By the summer of 1821 William Hone, who had worked tirelessly and without rest since 1819, had reached the point of physical and mental breakdown. Out walking one day in September 1821 Hone claimed that he saw the disembodied upper half of his own body floating down the opposite side of Fleet Street and on a number of occasions he refused to enter his own house as he believed it to be surrounded by a huge wall of fire. Suffering from hallucinations, feelings of intense agoraphobia and paranoia, Hone spent more and more time confined to his study and to his books until one night, on hearing the clock of St Paul’s strike 2am, he looked up to his window and saw a “haggard” and “ferocious” face glaring through at the writing on his desk “as though it chiefly desired to be acquainted with the books that lay upon it”. Hone later recalled that in this, the final and most terrifying of his visions, it seemed as though an incubus had been summoned up to steal away his life's work.

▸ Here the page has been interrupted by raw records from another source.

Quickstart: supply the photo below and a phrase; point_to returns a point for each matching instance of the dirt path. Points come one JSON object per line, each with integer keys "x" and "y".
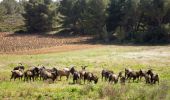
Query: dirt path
{"x": 40, "y": 44}
{"x": 55, "y": 49}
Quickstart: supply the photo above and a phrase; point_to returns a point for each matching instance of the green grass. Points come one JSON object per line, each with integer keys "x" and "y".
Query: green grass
{"x": 115, "y": 58}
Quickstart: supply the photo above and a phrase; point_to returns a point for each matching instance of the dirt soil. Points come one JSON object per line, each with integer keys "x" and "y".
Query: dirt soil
{"x": 40, "y": 44}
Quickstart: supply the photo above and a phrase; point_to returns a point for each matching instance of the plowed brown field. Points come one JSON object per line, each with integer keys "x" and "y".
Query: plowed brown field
{"x": 38, "y": 44}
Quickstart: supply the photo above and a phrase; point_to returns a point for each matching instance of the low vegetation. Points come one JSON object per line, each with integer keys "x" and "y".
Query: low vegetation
{"x": 115, "y": 58}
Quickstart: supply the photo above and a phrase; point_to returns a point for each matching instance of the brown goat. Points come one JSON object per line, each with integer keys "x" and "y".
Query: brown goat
{"x": 76, "y": 75}
{"x": 114, "y": 78}
{"x": 122, "y": 80}
{"x": 19, "y": 67}
{"x": 90, "y": 77}
{"x": 133, "y": 74}
{"x": 82, "y": 72}
{"x": 105, "y": 74}
{"x": 17, "y": 74}
{"x": 154, "y": 77}
{"x": 142, "y": 73}
{"x": 127, "y": 71}
{"x": 64, "y": 72}
{"x": 49, "y": 74}
{"x": 31, "y": 74}
{"x": 147, "y": 79}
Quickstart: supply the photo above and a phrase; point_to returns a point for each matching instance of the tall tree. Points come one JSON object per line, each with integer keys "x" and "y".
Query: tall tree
{"x": 39, "y": 15}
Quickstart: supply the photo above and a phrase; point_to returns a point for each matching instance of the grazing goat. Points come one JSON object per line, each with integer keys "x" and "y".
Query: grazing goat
{"x": 31, "y": 74}
{"x": 64, "y": 72}
{"x": 114, "y": 78}
{"x": 82, "y": 72}
{"x": 142, "y": 73}
{"x": 127, "y": 71}
{"x": 90, "y": 77}
{"x": 19, "y": 67}
{"x": 76, "y": 75}
{"x": 133, "y": 74}
{"x": 147, "y": 79}
{"x": 17, "y": 74}
{"x": 154, "y": 77}
{"x": 49, "y": 74}
{"x": 105, "y": 74}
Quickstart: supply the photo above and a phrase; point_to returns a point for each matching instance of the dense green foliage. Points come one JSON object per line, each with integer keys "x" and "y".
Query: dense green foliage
{"x": 39, "y": 15}
{"x": 125, "y": 20}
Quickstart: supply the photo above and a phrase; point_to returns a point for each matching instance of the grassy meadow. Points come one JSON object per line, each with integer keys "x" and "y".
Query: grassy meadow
{"x": 111, "y": 57}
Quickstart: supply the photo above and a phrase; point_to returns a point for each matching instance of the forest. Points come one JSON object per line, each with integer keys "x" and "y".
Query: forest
{"x": 136, "y": 21}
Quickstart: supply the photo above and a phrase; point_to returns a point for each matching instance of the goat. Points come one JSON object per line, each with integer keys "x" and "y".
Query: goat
{"x": 105, "y": 74}
{"x": 90, "y": 77}
{"x": 17, "y": 74}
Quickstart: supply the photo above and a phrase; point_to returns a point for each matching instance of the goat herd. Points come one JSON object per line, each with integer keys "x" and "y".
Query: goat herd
{"x": 42, "y": 73}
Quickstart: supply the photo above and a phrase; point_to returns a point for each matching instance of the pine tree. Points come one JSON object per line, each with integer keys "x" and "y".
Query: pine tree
{"x": 39, "y": 15}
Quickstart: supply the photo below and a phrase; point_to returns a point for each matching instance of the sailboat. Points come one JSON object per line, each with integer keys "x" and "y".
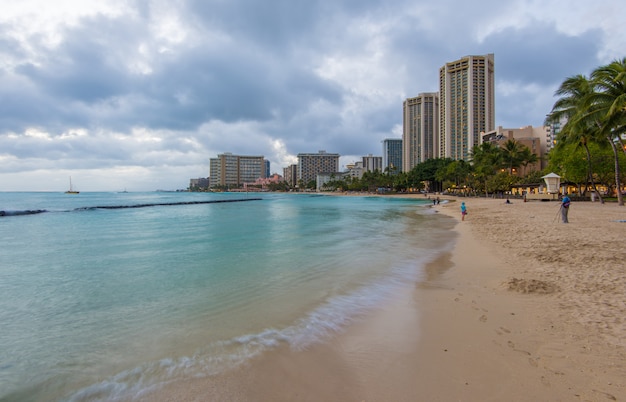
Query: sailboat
{"x": 71, "y": 190}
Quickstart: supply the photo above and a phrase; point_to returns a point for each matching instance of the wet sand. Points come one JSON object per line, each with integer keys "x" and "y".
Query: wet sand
{"x": 524, "y": 308}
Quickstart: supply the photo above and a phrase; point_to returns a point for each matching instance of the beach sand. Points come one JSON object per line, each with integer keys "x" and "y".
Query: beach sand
{"x": 524, "y": 308}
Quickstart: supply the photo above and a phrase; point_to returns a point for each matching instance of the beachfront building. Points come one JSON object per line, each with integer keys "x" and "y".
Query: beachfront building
{"x": 354, "y": 170}
{"x": 372, "y": 163}
{"x": 290, "y": 173}
{"x": 466, "y": 104}
{"x": 420, "y": 128}
{"x": 200, "y": 184}
{"x": 228, "y": 170}
{"x": 310, "y": 165}
{"x": 534, "y": 138}
{"x": 323, "y": 178}
{"x": 553, "y": 128}
{"x": 392, "y": 155}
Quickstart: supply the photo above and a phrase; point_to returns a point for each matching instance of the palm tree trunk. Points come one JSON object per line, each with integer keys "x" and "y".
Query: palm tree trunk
{"x": 590, "y": 173}
{"x": 620, "y": 197}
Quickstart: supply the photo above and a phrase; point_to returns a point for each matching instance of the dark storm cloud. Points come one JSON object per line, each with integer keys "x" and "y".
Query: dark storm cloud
{"x": 539, "y": 53}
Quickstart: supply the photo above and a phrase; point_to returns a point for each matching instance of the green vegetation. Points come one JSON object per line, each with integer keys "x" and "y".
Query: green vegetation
{"x": 595, "y": 109}
{"x": 589, "y": 149}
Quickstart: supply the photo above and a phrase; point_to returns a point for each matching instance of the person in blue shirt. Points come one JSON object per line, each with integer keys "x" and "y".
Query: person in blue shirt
{"x": 463, "y": 211}
{"x": 565, "y": 202}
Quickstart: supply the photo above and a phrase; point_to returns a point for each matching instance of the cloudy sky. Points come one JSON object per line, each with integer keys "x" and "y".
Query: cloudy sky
{"x": 139, "y": 94}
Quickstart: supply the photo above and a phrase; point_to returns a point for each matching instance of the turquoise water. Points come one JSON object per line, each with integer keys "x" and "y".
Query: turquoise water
{"x": 106, "y": 304}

Although Hone’s health gradually began to improve as the pressures upon him eased in the early 1820s, he would never again return to the world of political satire. Writing in 1824 he opined that he was “weary of strife” and that he believed that his once famous sense of humour had now left him. He became a successful auctioneer for a while before returning to antiquarian research and popular literature in a series of highly successful books on the origins and oddities of British culture. It is however for his political satires for which Hone is rightly remembered today.